# Forum Home Renovation Asbestos  Bathroom Reno & Asbestos

## scoobysteve

Hi All, 
I'm needing to re-tile the shower area in my bathroom as a few of the tiles have fallen off and cracked as well as a section that has sunken into the wall. The tiles are old school and highly unlikely available anymore. 
However, there is good chance that the boards are asbestos as the house is in the 30 - 40 yr life span. 
Can i have an asbestos remover out to remove the asbestos sheeting from that area of the bathroom only? I hope so because the entire walls are likely to all be asbestos sheeting from floor right upto the ceiling. The good side is that there is tiling from the floor right up to the ceiling on all four walls. 
Any help would be great. thank you. 
Kind Regards,
Steve

----------


## Bloss

No need to remove it all even if it is asbestos (as is likely). This is not going to be problem so long as you don't use any powered machinery on it or cause dust particles without proper protection. You can lift the old tiles off an area to the nearest studs, remove the old sheet then put in new one and then clean up and replace with new tiles. 
Another option is to remove all the tiles then simply fix a new sheet of fibre over the asbestos sheet. 
There is plenty of info on the web and also on this site - search asbestos.  :2thumbsup:

----------


## Gooner

I was in the exact same position about 8 months ago. I was in my bathroom "ripping" all the tiles and cement sheeting from the wall. Not using any kind of breathing aparatus.  
About an hour into the job it occured to me that the stuff could be aspestos. I stopped and bought a sample to a place in Box Hill (Melbourne) that analyzes it for free. It turned out to be aspestos. 
You can get someone in to remove it from your bathroom. Be prepared to pay a pretty penny. 
I ended up removing it myself being really careful on how I sealed up the affected area, prective clothing, and disposal. Unfortunatley only two tips in Melbourne accept aspestos. They are in Epping and Laverton. I ended up paying someone to collect and dispose of it.

----------


## scoobysteve

Hi Guys, 
thanks for the replies.. thats exactly what i needed to know... I might just get the right breathing aparatus and clothing and do it my self as it only as small section that needs to be removed (2 x 1.8 high by 1.5wide)... thanks again..

----------


## Gooner

If you do it yourself, just be sure you know what you are doing. Research it properly. Lots of information to be found on the web.  There are local laws you need to be aware of. In some cases you are not allowed to do it yourself.   Needs to be disposed of in 200 micron thick plastic that you can buy at Bunnies. Get disposable protective clothing and breathing apparatus. (Not nuisance mask!). Make sure you seal all windows, vents, etc. Try and localize the work to the sealed room. Ensure you have a HEPA vacuum handy. Using a water spray bottle to spray down the material to reduce dust also helps. Needs to be disposed of at rubbish tips that accept asbestos. Usually you need to let them know before you go there. (I rang our local councl and found there is no council support/assistence in removing asbestos from a property.

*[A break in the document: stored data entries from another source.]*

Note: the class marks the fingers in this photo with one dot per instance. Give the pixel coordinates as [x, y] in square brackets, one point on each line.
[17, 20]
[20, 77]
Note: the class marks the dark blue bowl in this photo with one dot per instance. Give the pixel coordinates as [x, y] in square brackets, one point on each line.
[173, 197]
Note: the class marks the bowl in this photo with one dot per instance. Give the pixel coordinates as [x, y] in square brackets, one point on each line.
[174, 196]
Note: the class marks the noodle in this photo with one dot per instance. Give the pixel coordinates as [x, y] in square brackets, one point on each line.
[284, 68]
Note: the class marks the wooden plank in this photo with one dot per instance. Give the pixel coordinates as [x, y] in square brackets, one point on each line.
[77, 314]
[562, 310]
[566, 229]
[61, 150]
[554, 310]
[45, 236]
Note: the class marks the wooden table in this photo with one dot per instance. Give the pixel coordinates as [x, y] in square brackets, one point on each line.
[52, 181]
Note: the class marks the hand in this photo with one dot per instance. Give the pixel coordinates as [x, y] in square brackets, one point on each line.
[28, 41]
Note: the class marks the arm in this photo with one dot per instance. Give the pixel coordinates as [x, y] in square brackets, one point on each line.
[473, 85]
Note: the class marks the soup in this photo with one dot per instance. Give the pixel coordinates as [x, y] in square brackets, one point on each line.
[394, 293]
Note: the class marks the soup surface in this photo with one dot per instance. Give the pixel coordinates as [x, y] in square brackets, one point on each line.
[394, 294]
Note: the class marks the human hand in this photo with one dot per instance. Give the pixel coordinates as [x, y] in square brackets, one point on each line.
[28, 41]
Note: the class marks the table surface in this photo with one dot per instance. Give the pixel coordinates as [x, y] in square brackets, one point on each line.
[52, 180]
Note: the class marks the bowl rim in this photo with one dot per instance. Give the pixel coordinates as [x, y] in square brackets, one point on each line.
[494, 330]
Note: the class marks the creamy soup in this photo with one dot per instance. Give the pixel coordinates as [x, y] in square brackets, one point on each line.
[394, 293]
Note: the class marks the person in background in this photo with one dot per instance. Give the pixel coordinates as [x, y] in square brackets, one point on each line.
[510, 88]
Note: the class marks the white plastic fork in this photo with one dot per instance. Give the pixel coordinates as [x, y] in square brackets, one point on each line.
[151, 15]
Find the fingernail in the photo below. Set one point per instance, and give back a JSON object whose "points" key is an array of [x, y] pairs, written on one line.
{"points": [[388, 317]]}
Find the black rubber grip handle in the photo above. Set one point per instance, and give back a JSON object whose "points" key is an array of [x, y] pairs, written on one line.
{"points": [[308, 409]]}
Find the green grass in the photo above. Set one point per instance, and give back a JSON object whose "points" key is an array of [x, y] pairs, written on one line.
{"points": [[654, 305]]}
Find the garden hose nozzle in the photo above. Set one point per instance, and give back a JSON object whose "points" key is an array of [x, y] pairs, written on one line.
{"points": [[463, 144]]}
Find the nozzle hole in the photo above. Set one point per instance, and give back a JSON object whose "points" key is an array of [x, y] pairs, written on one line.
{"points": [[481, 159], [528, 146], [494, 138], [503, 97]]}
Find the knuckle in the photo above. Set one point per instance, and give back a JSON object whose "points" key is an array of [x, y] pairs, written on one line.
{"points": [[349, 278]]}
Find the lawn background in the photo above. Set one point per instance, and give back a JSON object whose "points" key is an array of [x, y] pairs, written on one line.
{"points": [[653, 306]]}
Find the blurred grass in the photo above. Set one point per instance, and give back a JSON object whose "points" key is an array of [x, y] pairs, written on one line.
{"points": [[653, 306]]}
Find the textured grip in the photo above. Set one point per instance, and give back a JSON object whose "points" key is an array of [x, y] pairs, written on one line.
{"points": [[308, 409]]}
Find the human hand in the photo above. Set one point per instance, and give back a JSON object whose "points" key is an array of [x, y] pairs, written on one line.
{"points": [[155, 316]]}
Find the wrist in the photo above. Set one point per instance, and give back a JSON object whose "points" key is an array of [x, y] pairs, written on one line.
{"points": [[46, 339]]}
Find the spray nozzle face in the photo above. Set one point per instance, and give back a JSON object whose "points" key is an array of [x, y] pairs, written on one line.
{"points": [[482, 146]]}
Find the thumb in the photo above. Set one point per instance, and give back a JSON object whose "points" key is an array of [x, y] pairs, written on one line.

They will come and take "dangeours chemicals" away free of charge, but not asbestos).  We (justifiably) take all these precautions now-a-days but I remember way back my father working with asbestos freely power-sawing the stuff up, no breathing apparatus, etc.

----------


## Animalector

we're doing our ensuite, and had to remove Asbestos (this is in Brisbane), it's ok to do it yourself, make sure you get a mask that's approved for asbestos (P2 I think??), I would suggest one of those full body painters suits so you can throw it afterwards and also it helps when you're breaking it down into more managable pieces to wet it down first. This prevents any dust from blwoing around. As mentioned use the thick plastic wrapping for sure but our local tip wouldn't take it unless it was tripple wrapped and taped.. so be aware about that one. Not all dumps will take it, call before you go to confirm. 
Goodluck.. 
Andy

----------